作者投稿和查稿 主编审稿 专家审稿 编委审稿 远程编辑

计算机工程 ›› 2024, Vol. 50 ›› Issue (8): 353-362. doi: 10.19678/j.issn.1000-3428.0068182

• 开发研究与工程应用 • 上一篇    下一篇

一种基于TVM的算子生成加速策略

高伟1, 李帅龙2, 茆琳3, 王磊2, 李颖颖4, 韩林1,*()   

  1. 1. 郑州大学国家超级计算郑州中心, 河南 郑州 450001
    2. 郑州大学计算机与人工智能学院, 河南 郑州 450001
    3. 92196部队19分队, 山东 青岛 266000
    4. 信息工程大学网络空间安全学院, 河南 郑州 450001
  • 收稿日期:2023-08-04 出版日期:2024-08-15 发布日期:2024-08-09
  • 通讯作者: 韩林
  • 基金资助:
    河南省重大科技专项(221100210600)

One Acceleration Strategy for Operator Generation Based on TVM

Wei GAO1, Shuailong LI2, Lin MAO3, Lei WANG2, Yingying LI4, Lin HAN1,*()   

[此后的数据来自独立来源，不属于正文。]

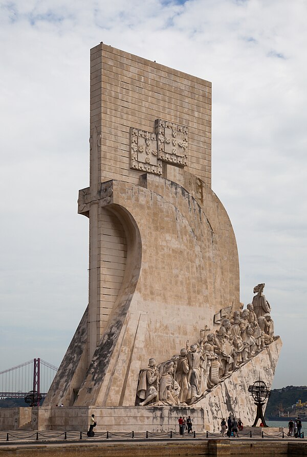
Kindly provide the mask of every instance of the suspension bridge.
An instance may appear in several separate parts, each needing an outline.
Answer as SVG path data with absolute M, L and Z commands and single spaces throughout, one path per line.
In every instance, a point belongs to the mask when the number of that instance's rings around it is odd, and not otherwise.
M 0 372 L 0 398 L 25 398 L 35 392 L 44 398 L 58 369 L 40 358 Z

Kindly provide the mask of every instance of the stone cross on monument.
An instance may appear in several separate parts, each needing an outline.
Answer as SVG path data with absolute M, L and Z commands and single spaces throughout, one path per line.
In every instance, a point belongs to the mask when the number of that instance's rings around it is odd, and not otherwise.
M 211 188 L 211 83 L 101 43 L 91 51 L 90 104 L 90 186 L 78 199 L 89 218 L 89 304 L 44 406 L 130 417 L 125 408 L 146 403 L 137 390 L 149 359 L 148 373 L 155 359 L 166 367 L 166 385 L 170 354 L 190 339 L 200 360 L 200 329 L 240 309 L 237 249 Z

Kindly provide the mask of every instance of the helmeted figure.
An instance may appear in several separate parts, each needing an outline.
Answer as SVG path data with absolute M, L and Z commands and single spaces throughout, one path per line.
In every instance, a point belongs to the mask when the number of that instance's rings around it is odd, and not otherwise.
M 175 376 L 176 382 L 180 386 L 179 399 L 182 403 L 185 403 L 187 401 L 189 394 L 189 383 L 188 382 L 189 364 L 187 354 L 187 350 L 185 348 L 180 351 L 180 355 L 177 361 L 177 369 Z
M 253 297 L 252 304 L 254 306 L 254 311 L 257 318 L 260 316 L 264 316 L 267 313 L 271 312 L 270 304 L 262 293 L 265 285 L 264 283 L 254 287 L 254 293 L 257 293 Z
M 180 387 L 173 378 L 173 373 L 174 362 L 170 361 L 164 365 L 159 383 L 159 399 L 165 404 L 179 404 Z
M 187 341 L 187 346 L 188 345 L 188 341 Z M 198 345 L 191 345 L 188 350 L 188 381 L 190 384 L 188 397 L 191 399 L 190 403 L 194 402 L 205 392 L 204 378 L 201 368 L 203 350 L 203 342 L 201 343 L 200 346 Z
M 137 395 L 143 400 L 139 403 L 140 406 L 158 400 L 159 374 L 155 359 L 149 359 L 148 367 L 141 370 L 139 376 Z

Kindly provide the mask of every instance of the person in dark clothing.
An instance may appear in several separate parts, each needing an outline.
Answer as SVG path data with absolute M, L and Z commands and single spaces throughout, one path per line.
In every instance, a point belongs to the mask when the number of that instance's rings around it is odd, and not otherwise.
M 91 424 L 90 425 L 90 428 L 89 429 L 89 431 L 87 432 L 87 436 L 90 437 L 92 436 L 92 433 L 94 433 L 93 431 L 93 429 L 96 425 L 96 422 L 95 421 L 95 415 L 92 414 L 92 417 L 91 418 Z
M 232 430 L 233 432 L 233 436 L 235 436 L 235 433 L 236 433 L 236 436 L 237 438 L 239 438 L 239 436 L 238 435 L 238 422 L 237 420 L 235 417 L 233 418 L 233 420 L 232 421 Z
M 231 426 L 232 425 L 232 421 L 231 420 L 231 418 L 230 416 L 228 417 L 227 419 L 227 427 L 228 429 L 227 430 L 227 435 L 228 437 L 230 436 L 230 433 L 231 433 Z
M 179 419 L 178 419 L 178 423 L 179 424 L 179 434 L 182 435 L 183 435 L 182 430 L 183 428 L 183 419 L 182 417 L 180 416 Z
M 188 426 L 188 433 L 192 431 L 192 421 L 191 420 L 191 416 L 189 416 L 187 419 L 187 425 Z
M 288 433 L 288 436 L 292 437 L 293 435 L 293 427 L 294 426 L 294 422 L 291 419 L 288 423 L 288 427 L 289 427 L 289 432 Z

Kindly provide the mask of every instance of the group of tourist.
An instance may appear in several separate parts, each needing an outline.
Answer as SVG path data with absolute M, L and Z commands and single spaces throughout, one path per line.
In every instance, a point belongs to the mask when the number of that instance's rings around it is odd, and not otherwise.
M 300 419 L 297 418 L 293 421 L 290 419 L 288 423 L 289 431 L 288 437 L 299 437 L 302 429 L 302 423 Z
M 179 433 L 181 435 L 184 435 L 186 430 L 188 433 L 191 433 L 193 431 L 192 429 L 192 420 L 190 416 L 187 418 L 186 420 L 185 418 L 181 416 L 178 419 L 178 423 L 179 424 Z
M 247 309 L 236 309 L 214 332 L 206 326 L 198 341 L 157 364 L 155 358 L 140 372 L 136 405 L 185 406 L 198 401 L 206 391 L 270 344 L 274 338 L 271 308 L 264 284 Z
M 235 417 L 232 419 L 229 416 L 226 425 L 225 418 L 223 417 L 221 422 L 221 433 L 222 437 L 224 437 L 226 433 L 228 437 L 235 437 L 236 435 L 238 438 L 238 429 L 243 430 L 243 423 L 240 419 L 239 418 L 237 421 Z

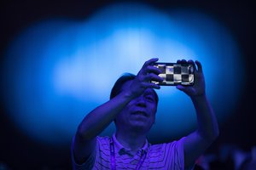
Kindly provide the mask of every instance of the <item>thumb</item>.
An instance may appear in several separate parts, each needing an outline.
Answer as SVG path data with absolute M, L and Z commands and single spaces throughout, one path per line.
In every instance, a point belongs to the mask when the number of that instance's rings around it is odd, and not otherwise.
M 185 87 L 183 87 L 183 85 L 177 85 L 176 86 L 176 88 L 181 91 L 183 91 L 185 89 Z

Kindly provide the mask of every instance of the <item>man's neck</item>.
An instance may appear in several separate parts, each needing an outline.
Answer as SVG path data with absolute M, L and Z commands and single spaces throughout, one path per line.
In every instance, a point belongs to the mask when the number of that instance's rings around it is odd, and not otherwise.
M 146 141 L 146 134 L 136 133 L 132 132 L 123 132 L 117 130 L 117 140 L 126 149 L 131 152 L 137 152 L 140 148 L 143 147 Z

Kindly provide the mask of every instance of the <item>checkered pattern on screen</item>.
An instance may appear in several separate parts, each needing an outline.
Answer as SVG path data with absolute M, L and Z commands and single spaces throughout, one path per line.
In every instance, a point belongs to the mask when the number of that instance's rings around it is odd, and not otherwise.
M 164 78 L 162 82 L 153 82 L 159 85 L 193 85 L 194 67 L 188 64 L 156 63 L 162 72 L 159 75 Z

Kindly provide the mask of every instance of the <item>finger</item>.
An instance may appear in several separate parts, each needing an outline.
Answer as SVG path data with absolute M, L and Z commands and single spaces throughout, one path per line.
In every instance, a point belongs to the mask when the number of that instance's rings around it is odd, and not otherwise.
M 189 65 L 193 65 L 194 70 L 196 69 L 196 68 L 195 68 L 195 62 L 194 62 L 192 60 L 189 60 L 188 61 L 188 63 L 189 63 Z
M 144 63 L 144 65 L 143 65 L 143 67 L 146 67 L 146 66 L 148 66 L 148 65 L 151 65 L 151 64 L 153 64 L 153 63 L 155 63 L 156 61 L 158 61 L 158 58 L 153 58 L 153 59 L 150 59 L 149 60 L 148 60 L 148 61 L 146 61 L 145 63 Z
M 157 75 L 160 74 L 162 72 L 162 71 L 155 66 L 153 65 L 148 65 L 147 66 L 147 68 L 145 69 L 147 72 L 154 72 Z
M 143 86 L 145 88 L 155 88 L 155 89 L 160 89 L 160 86 L 158 84 L 155 84 L 154 82 L 143 82 Z
M 164 78 L 154 74 L 154 73 L 150 73 L 148 74 L 147 76 L 145 76 L 144 81 L 146 82 L 151 82 L 151 81 L 156 81 L 156 82 L 163 82 Z
M 198 71 L 199 71 L 199 72 L 202 72 L 202 66 L 201 66 L 201 62 L 199 62 L 198 60 L 195 60 L 195 64 L 196 64 L 196 65 L 197 65 Z
M 184 92 L 187 94 L 189 94 L 193 93 L 193 91 L 194 91 L 191 87 L 185 87 L 185 86 L 183 86 L 183 85 L 177 85 L 176 88 L 177 89 Z
M 185 88 L 185 87 L 183 87 L 183 85 L 177 85 L 177 86 L 176 86 L 176 88 L 181 91 L 183 91 Z
M 181 60 L 181 64 L 186 64 L 186 63 L 187 63 L 187 60 L 183 60 L 183 60 Z

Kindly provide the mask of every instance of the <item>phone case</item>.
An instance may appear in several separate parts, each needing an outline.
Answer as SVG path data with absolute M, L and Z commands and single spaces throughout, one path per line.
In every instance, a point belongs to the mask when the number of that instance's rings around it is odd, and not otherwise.
M 191 64 L 177 63 L 154 63 L 154 66 L 161 70 L 159 76 L 163 77 L 162 82 L 152 81 L 160 86 L 193 86 L 194 85 L 194 65 Z

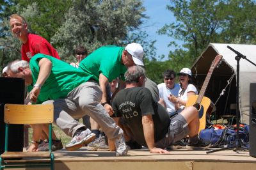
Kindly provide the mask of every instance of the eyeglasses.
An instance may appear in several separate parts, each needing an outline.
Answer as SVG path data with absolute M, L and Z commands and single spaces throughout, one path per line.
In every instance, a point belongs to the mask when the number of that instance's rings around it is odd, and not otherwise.
M 173 80 L 173 79 L 174 79 L 174 77 L 164 78 L 164 80 L 166 80 L 166 81 L 168 81 L 168 80 L 172 81 L 172 80 Z
M 84 55 L 85 55 L 85 52 L 77 52 L 76 54 L 77 56 L 80 56 L 80 55 L 84 56 Z
M 142 77 L 142 76 L 141 76 Z M 147 81 L 147 80 L 148 79 L 148 78 L 147 77 L 143 77 L 144 78 L 144 82 L 146 82 Z M 139 81 L 140 81 L 140 77 L 139 77 L 138 79 L 137 79 L 137 80 L 136 81 L 136 82 L 138 82 Z

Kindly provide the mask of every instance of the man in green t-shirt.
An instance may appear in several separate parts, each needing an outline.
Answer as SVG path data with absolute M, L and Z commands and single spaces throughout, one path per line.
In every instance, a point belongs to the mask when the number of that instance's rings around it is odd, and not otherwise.
M 107 103 L 106 87 L 119 76 L 124 87 L 124 75 L 127 68 L 144 65 L 143 54 L 141 45 L 136 43 L 128 44 L 125 48 L 109 45 L 97 49 L 80 62 L 79 68 L 93 75 L 92 78 L 99 82 L 103 93 L 101 104 L 109 115 L 113 114 L 113 109 Z
M 113 109 L 108 102 L 108 95 L 110 93 L 106 88 L 108 82 L 121 77 L 120 86 L 123 88 L 125 86 L 124 74 L 127 68 L 134 65 L 143 65 L 143 49 L 138 43 L 132 43 L 125 47 L 108 45 L 95 50 L 80 62 L 79 68 L 93 75 L 92 78 L 99 83 L 102 90 L 100 102 L 109 115 L 113 114 Z M 99 125 L 92 118 L 90 123 L 92 131 L 98 137 Z M 90 144 L 88 146 L 92 146 Z
M 34 56 L 29 64 L 15 61 L 8 65 L 8 69 L 10 77 L 25 79 L 31 102 L 54 105 L 54 122 L 66 134 L 73 137 L 65 146 L 67 150 L 77 150 L 94 139 L 95 135 L 73 118 L 88 114 L 99 123 L 109 139 L 115 140 L 116 155 L 127 154 L 123 131 L 99 103 L 102 91 L 92 80 L 92 74 L 42 54 Z M 40 133 L 33 133 L 34 141 L 38 141 Z M 34 144 L 36 148 L 38 144 Z

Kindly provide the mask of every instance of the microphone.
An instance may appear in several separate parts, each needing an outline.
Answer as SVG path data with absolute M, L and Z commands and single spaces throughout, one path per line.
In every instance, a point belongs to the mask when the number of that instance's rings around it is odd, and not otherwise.
M 241 54 L 240 52 L 239 52 L 238 51 L 236 50 L 235 49 L 231 48 L 229 45 L 227 46 L 227 47 L 228 49 L 229 49 L 230 50 L 231 50 L 232 51 L 233 51 L 234 52 L 235 52 L 237 56 L 239 56 L 239 57 L 242 58 L 246 58 L 246 56 L 243 55 L 242 54 Z

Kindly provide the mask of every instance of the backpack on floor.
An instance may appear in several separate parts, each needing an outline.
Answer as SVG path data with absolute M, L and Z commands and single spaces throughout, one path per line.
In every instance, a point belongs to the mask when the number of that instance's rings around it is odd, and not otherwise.
M 236 139 L 236 126 L 227 127 L 222 125 L 213 125 L 202 130 L 199 137 L 204 140 L 210 141 L 211 148 L 226 148 L 234 146 Z M 249 126 L 241 124 L 239 132 L 242 146 L 248 146 L 249 143 Z

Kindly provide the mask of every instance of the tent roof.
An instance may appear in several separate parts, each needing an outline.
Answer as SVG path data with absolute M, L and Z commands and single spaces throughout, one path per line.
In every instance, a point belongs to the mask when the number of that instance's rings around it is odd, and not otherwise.
M 194 67 L 195 65 L 200 61 L 202 58 L 205 57 L 208 58 L 209 56 L 212 56 L 209 54 L 209 53 L 212 54 L 212 50 L 214 50 L 215 52 L 214 52 L 214 54 L 213 58 L 211 58 L 212 59 L 211 59 L 211 61 L 213 60 L 215 56 L 218 54 L 222 55 L 223 60 L 227 61 L 225 63 L 230 67 L 234 69 L 235 72 L 236 72 L 237 61 L 236 60 L 235 58 L 237 54 L 228 49 L 227 47 L 228 45 L 234 50 L 238 51 L 243 55 L 245 56 L 246 59 L 250 60 L 254 63 L 256 63 L 256 45 L 210 43 L 208 45 L 208 47 L 196 59 L 192 67 Z M 243 58 L 240 59 L 239 65 L 240 72 L 256 72 L 255 66 Z
M 237 54 L 228 49 L 228 45 L 256 64 L 256 45 L 210 43 L 193 65 L 191 71 L 195 77 L 197 75 L 207 73 L 211 63 L 217 54 L 223 56 L 223 62 L 218 69 L 214 70 L 213 73 L 215 75 L 228 77 L 234 73 L 236 74 Z M 250 95 L 252 95 L 250 94 L 250 84 L 256 82 L 256 66 L 243 58 L 240 59 L 239 65 L 239 109 L 243 118 L 242 121 L 248 123 Z

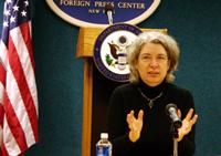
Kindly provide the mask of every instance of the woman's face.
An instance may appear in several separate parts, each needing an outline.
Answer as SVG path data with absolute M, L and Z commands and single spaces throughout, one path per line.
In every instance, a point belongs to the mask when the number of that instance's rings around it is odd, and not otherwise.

  1. 1. National Supercomputing Center in Zhengzhou, Zhengzhou University, Zhengzhou 450001, Henan, China
    2. School of Computer and Artificial Intelligence, Zhengzhou University, Zhengzhou 450001, Henan, China
    3. 19th Squadron, 92196 Troop, Qingdao 266000, Shandong, China
    4. School of Cyberspace Security, Information Engineering University, Zhengzhou 450001, Henan, China
  • Received:2023-08-04 Online:2024-08-15 Published:2024-08-09
  • Contact: Lin HAN

摘要:

随着人工智能(AI)的飞速发展,新算子和底层硬件层出不穷,这给算子库的开发和维护带来了巨大的工作量。单纯基于手工优化来解决AI模型的性能和效率很容易出现瓶颈。TVM深度学习编译器通过代码的自动化生成减轻了手工优化的负担,但同时也存在搜索时间长的问题。为此,针对TVM的自动化代码生成框架Ansor,提出基于梯度提升算法的新代价模型和基于预定义规则的调度空间剪枝优化2种优化策略,旨在加速TVM的自动化代码生成过程,实现模型快速落地与部署,并进一步为人工智能技术的应用提供更高效的解决方案。实验结果表明,通过应用优化后代价模型可以在不损失推理时间的前提下,使得在x86 CPU平台上模型的调优时间减少30%~35%,同时优化后算子性能最高可提升22%,使得在深度计算单元(DCU)平台上模型的调优时间减少20%左右,同时优化后算子平均性能提升5.7%,此外,基于预定义规则的剪枝策略可以有效提升代价模型的收敛速度,并且在原有最佳迭代次数下,模型推理时间可提高7.4%。

关键词: 深度学习编译器, 代价模型, 梯度提升算法, 剪枝策略, 自动调优

Abstract:

With the rapid development of Artificial Intelligence (AI), the continuous emergence of new operators and underlying hardware has increased the workload associated with the development and maintenance of operator libraries. Relying solely on manual optimization to improve the performance and efficiency of AI models can result in bottlenecks. The TVM deep learning compiler alleviates the burden of manual optimization through automated code generation. However, it also suffers from long search times. To address this issue, this study proposes two optimization strategies for Ansor, an automated code generation framework for TVM. The first strategy introduces a new cost model based on a gradient boosting algorithm, whereas the second strategy involves pruning the scheduling space based on predefined rules. The two optimization strategies aim to accelerate the automated code generation process of TVM, enabling quick deployment and implementation of models and providing more efficient solutions for the application of AI technology. The experimental results show that by applying the optimized cost model, the tuning time of the model on the x86 CPU platform can be reduced by 30% to 35% without losing inference time. Simultaneously, the performance of the optimized operator can be improved by up to 22%, thereby reducing the tuning time of the model on the Deep Computing Unit (DCU) platform by approximately 20%. Simultaneously, the average performance of the optimized operator can be improved by 5.7%. In addition, a pruning strategy based on predefined rules can effectively improve the convergence speed of the cost model, and the inference time of the model can be increased by 7.4% under the original optimal number of iterations.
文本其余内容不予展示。